Fat Cat Friday marks widening of CEO-worker pay gap

The UK’s top bosses make more in three days than a typical full-time worker will make in a year, according to research from the High Pay Centre and the CIPD

Revealed this 'Fat Cat Friday' (the date at which the earnings of a typical FTSE 100 CEO surpass the average annual UK salary), the research found that full-time workers in the UK earn a median gross annual salary of £29,574. In 2019 a typical FTSE 100 CEO, on a median pay packet of £3.9 million, only needs to work until 1pm on Friday 4 January 2019 to earn the same amount.

The £3.9 million figure was calculated by the CIPD and the High Pay Centre in their 2018 analysis of top pay and marks an 11% increase on the £3.5 million figure reported in their 2017 analysis, meaning top bosses now earn 133 times more than the average worker.

The pay increase means that FTSE 100 CEOs, working an average 12-hour day, will only need to work for 29 hours in 2019 to earn the average worker’s annual salary, two hours fewer than in 2018. (Twelve hours is the amount the research assumes most CEOs work each day. It also calculates that the average CEO works 320 days a year, and over 19 days holiday and three out of four weekends.)

These findings come as the CIPD and the High Pay Centre highlight the problem of rising executive pay in their new report RemCo reform: Governing successful organisations that benefit everyone. The report identifies the shortcomings of the remuneration committees charged with setting executive pay and calls for them to be reformed.

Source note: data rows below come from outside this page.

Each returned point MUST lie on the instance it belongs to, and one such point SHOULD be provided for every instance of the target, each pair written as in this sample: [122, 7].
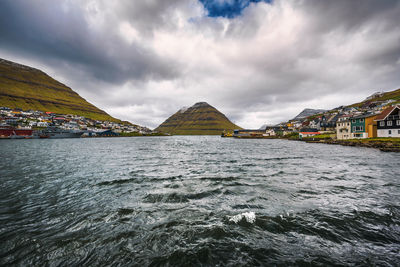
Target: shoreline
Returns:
[383, 144]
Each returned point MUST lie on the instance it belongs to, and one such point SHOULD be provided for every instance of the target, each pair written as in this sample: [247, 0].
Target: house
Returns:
[364, 126]
[388, 122]
[343, 128]
[308, 134]
[328, 122]
[316, 123]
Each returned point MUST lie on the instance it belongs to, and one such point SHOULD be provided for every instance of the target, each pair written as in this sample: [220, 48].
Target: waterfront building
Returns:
[388, 122]
[308, 134]
[364, 126]
[343, 128]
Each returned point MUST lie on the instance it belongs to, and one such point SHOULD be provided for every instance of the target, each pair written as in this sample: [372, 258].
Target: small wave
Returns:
[249, 217]
[114, 182]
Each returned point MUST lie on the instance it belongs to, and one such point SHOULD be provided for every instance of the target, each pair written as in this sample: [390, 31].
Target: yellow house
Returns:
[370, 126]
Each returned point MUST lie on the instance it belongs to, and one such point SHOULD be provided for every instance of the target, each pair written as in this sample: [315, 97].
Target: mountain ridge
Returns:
[27, 87]
[199, 119]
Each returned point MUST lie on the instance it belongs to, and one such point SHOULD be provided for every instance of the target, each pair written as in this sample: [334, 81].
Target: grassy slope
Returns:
[395, 95]
[197, 121]
[28, 88]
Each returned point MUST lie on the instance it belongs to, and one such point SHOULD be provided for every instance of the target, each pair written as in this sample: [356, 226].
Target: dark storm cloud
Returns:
[48, 29]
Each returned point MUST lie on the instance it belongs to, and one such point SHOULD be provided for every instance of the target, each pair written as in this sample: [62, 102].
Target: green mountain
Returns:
[200, 119]
[28, 88]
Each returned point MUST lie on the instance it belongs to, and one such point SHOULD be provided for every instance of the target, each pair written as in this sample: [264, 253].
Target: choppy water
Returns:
[197, 201]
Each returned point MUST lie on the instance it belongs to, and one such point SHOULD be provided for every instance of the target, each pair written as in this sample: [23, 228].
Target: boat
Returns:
[56, 132]
[8, 132]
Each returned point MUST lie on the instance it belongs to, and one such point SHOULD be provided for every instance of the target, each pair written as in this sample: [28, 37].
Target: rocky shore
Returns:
[383, 144]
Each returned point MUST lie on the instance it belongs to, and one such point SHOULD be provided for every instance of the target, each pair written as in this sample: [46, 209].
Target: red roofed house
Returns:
[389, 122]
[308, 134]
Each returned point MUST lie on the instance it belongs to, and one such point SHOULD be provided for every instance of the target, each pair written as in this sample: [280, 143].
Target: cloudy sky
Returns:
[256, 61]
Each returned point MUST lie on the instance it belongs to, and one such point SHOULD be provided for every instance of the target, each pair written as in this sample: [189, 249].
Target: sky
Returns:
[258, 62]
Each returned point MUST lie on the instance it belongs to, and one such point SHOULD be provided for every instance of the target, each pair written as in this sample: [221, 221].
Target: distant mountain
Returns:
[199, 119]
[394, 96]
[308, 112]
[29, 88]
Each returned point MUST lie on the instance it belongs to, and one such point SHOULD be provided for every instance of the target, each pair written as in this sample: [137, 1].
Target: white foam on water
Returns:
[250, 217]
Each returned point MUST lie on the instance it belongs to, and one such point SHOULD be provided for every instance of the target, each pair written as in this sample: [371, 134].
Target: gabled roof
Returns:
[386, 113]
[310, 132]
[366, 115]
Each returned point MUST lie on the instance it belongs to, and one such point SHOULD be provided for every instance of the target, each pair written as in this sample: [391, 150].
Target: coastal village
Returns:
[18, 124]
[371, 119]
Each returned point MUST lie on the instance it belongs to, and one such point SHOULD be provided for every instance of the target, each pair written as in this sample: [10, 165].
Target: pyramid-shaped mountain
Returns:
[199, 119]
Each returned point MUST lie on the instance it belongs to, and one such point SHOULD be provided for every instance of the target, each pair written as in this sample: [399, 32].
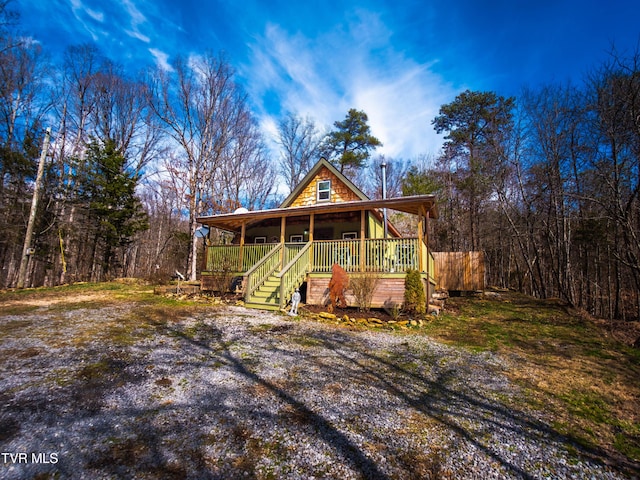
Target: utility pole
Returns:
[26, 248]
[383, 166]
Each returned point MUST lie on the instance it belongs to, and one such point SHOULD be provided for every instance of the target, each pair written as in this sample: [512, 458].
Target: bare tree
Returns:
[300, 142]
[198, 105]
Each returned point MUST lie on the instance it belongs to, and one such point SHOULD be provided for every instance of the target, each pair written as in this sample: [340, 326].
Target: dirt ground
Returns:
[97, 384]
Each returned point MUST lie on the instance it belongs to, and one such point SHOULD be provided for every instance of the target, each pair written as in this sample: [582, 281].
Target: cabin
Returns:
[325, 220]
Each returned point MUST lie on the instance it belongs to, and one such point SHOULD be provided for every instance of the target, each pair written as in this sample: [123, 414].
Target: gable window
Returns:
[324, 190]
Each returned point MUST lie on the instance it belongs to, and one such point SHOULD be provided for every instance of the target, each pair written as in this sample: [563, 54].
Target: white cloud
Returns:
[351, 66]
[137, 19]
[162, 59]
[81, 12]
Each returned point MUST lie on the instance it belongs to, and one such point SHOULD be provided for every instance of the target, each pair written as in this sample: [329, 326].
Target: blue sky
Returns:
[396, 60]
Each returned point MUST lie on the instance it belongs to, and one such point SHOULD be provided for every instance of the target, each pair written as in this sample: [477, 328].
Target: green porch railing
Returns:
[256, 275]
[380, 255]
[294, 273]
[227, 257]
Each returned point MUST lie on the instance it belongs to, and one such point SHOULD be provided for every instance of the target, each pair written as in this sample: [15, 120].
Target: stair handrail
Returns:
[289, 283]
[262, 270]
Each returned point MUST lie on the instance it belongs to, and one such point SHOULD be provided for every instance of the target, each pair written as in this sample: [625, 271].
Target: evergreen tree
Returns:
[115, 209]
[348, 147]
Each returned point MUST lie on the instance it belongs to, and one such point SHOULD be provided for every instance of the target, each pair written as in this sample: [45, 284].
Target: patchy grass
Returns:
[569, 367]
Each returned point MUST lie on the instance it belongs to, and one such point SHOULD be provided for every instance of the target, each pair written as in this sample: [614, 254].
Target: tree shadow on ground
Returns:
[208, 431]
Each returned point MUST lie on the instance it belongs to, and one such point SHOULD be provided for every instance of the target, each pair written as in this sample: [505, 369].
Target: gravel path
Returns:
[236, 393]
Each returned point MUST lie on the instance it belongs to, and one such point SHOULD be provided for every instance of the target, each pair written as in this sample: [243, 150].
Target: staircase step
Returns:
[265, 296]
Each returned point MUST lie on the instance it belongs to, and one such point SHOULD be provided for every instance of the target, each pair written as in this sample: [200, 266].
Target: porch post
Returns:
[362, 234]
[420, 241]
[426, 239]
[312, 218]
[243, 230]
[283, 226]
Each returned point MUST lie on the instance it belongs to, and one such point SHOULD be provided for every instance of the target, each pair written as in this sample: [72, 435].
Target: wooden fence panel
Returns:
[463, 271]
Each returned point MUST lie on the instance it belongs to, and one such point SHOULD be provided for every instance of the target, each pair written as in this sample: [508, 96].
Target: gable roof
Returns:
[418, 204]
[308, 178]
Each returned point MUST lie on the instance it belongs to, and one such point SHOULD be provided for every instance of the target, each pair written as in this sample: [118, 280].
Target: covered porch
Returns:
[271, 270]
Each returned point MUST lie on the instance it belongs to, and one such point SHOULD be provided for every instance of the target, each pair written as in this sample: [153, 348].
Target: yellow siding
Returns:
[339, 191]
[376, 228]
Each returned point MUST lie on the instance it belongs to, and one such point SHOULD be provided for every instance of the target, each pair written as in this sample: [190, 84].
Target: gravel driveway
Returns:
[235, 393]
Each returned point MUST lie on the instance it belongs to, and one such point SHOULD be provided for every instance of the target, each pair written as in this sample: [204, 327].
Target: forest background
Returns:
[546, 183]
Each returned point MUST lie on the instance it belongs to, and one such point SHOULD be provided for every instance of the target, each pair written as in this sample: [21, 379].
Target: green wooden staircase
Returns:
[270, 283]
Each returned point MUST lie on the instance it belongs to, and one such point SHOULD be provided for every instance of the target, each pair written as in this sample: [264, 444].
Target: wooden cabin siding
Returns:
[339, 191]
[388, 292]
[460, 271]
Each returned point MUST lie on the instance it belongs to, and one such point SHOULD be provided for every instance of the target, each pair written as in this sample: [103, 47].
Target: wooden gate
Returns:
[459, 271]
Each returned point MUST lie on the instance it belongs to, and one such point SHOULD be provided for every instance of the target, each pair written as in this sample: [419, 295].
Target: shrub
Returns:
[414, 297]
[223, 276]
[363, 286]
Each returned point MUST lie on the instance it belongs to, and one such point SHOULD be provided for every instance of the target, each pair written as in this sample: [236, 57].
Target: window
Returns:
[324, 190]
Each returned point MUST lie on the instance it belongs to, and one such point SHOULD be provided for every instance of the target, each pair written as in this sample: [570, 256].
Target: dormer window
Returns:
[324, 190]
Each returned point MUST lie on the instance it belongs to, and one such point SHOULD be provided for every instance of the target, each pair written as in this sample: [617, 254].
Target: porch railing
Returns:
[294, 273]
[380, 255]
[227, 257]
[257, 274]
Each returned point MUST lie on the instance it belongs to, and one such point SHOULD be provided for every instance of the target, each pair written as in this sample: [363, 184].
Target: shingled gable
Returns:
[342, 189]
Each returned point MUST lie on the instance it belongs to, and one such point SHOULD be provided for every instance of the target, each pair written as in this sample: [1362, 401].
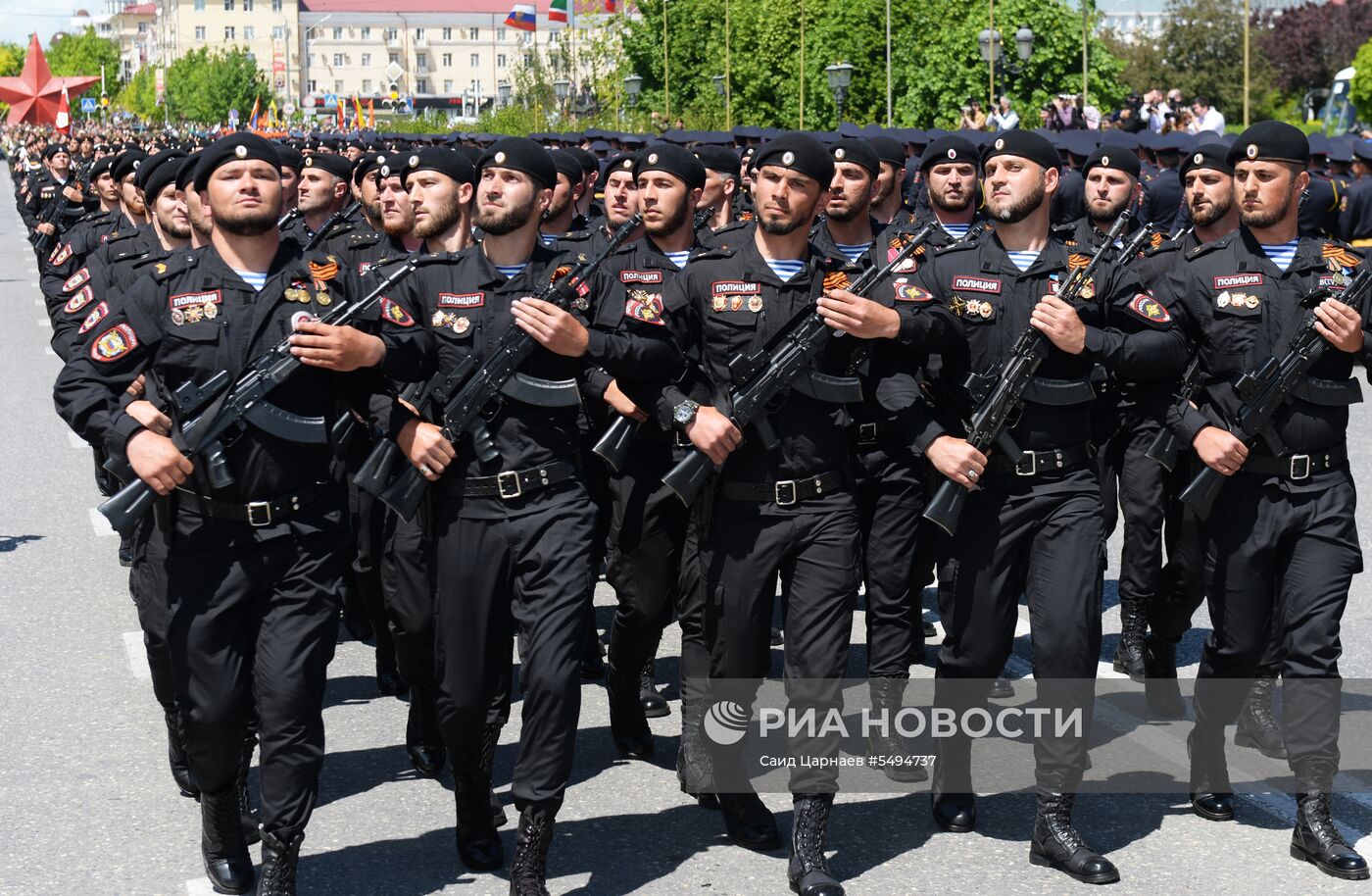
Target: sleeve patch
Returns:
[397, 315]
[1150, 309]
[114, 343]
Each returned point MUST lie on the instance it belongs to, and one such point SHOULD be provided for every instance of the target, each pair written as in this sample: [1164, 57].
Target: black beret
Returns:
[719, 160]
[566, 165]
[520, 154]
[799, 153]
[157, 172]
[431, 160]
[1271, 141]
[187, 172]
[950, 148]
[335, 165]
[1114, 158]
[126, 164]
[1025, 144]
[291, 157]
[675, 161]
[236, 147]
[621, 162]
[888, 150]
[857, 151]
[1210, 154]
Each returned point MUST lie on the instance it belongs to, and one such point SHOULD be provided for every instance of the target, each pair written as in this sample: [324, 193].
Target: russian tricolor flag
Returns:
[521, 18]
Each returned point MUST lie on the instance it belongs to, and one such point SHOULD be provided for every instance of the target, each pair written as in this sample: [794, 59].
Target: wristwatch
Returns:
[685, 412]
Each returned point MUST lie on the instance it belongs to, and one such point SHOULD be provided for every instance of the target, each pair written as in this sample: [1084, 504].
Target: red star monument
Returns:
[34, 95]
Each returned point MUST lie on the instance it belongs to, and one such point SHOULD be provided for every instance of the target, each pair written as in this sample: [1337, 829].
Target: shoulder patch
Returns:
[114, 343]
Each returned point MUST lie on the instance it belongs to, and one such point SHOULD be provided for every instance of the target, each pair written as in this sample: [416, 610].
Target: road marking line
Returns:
[139, 660]
[100, 524]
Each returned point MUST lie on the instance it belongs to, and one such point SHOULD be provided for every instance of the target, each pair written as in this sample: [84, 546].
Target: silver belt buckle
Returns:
[514, 490]
[781, 490]
[265, 507]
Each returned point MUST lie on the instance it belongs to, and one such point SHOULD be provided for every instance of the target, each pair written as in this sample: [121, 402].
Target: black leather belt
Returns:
[784, 493]
[1042, 463]
[514, 483]
[257, 514]
[1296, 467]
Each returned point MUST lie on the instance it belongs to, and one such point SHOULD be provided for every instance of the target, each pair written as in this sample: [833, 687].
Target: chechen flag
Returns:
[64, 113]
[521, 18]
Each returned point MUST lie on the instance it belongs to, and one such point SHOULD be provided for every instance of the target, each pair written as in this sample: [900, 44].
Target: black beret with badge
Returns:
[520, 154]
[674, 160]
[236, 147]
[950, 148]
[1271, 141]
[858, 153]
[441, 160]
[799, 153]
[1115, 160]
[1024, 144]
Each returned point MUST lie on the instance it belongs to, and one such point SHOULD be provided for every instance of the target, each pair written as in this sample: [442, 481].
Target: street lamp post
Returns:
[840, 77]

It criticises the idea of ‘super talent’ justifying high executive pay and calls for greater diversity among those responsible for setting CEO pay – in terms of ethnicity, gender, professional background and expertise – to combat ‘group think’.

The CIPD and High Pay Centre also recommend replacing long-term incentive plans as the default model for executive remuneration with a simpler system including a basic salary and a much smaller restricted share award. This would simplify the process of setting executive pay and ensure that pay is more closely aligned to executive performance, the bodies said.

Peter Cheese, chief executive of the CIPD, said that excessive pay must be tackled to address inequality in the UK. “There is still far too great a gap between top earners and the rest of the workforce. Average pay has stagnated while top CEO reward has grown, despite overall slow economic growth and very variable business performance.

“Excessive pay packages awarded by remuneration committees represent a significant failure in corporate governance and perpetuate the idea of a ‘superstar’ business leader when business is a collective endeavour and reward should be shared more fairly. This imbalance does nothing to help heal the many social and economic divides facing the country,” he added.

Cheese said that stakeholders should work to improve their understanding of corporate cultures: “Stakeholders of all kinds, including many shareholders, are looking for significant shifts in corporate cultures and behaviours. Evolving the RemCo to become a broader people and culture committee would help boards focus on and gain deeper understanding of the organisational, cultural, and people aspects of their business, and the opportunities and risks they pose. By better reflecting the value, contribution, diversity and wellbeing of our workforces in corporate governance and reporting we can help restore trust in business and drive better business outcomes for everyone.”

Spiralling executive pay demonstrates a “failure in corporate governance”, added Luke Hildyard, director of the High Pay Centre. “Excessive executive pay represents a massive corporate governance failure and is a barrier to a fairer economy. Corporate boards are too willing to spend millions on top executives without any real justification, while the wider workforce is treated as a cost to be minimised," he said.

“To raise living standards we need growth and innovation, but also to ensure that growth is fairly distributed. CEO pay packages 133 times the size of the average UK worker suggest we could do a lot better in this respect.”

This month, new legislation will come into force requiring companies with 250 employees or more to publish their executive pay gap, with the first reports expected in 2020.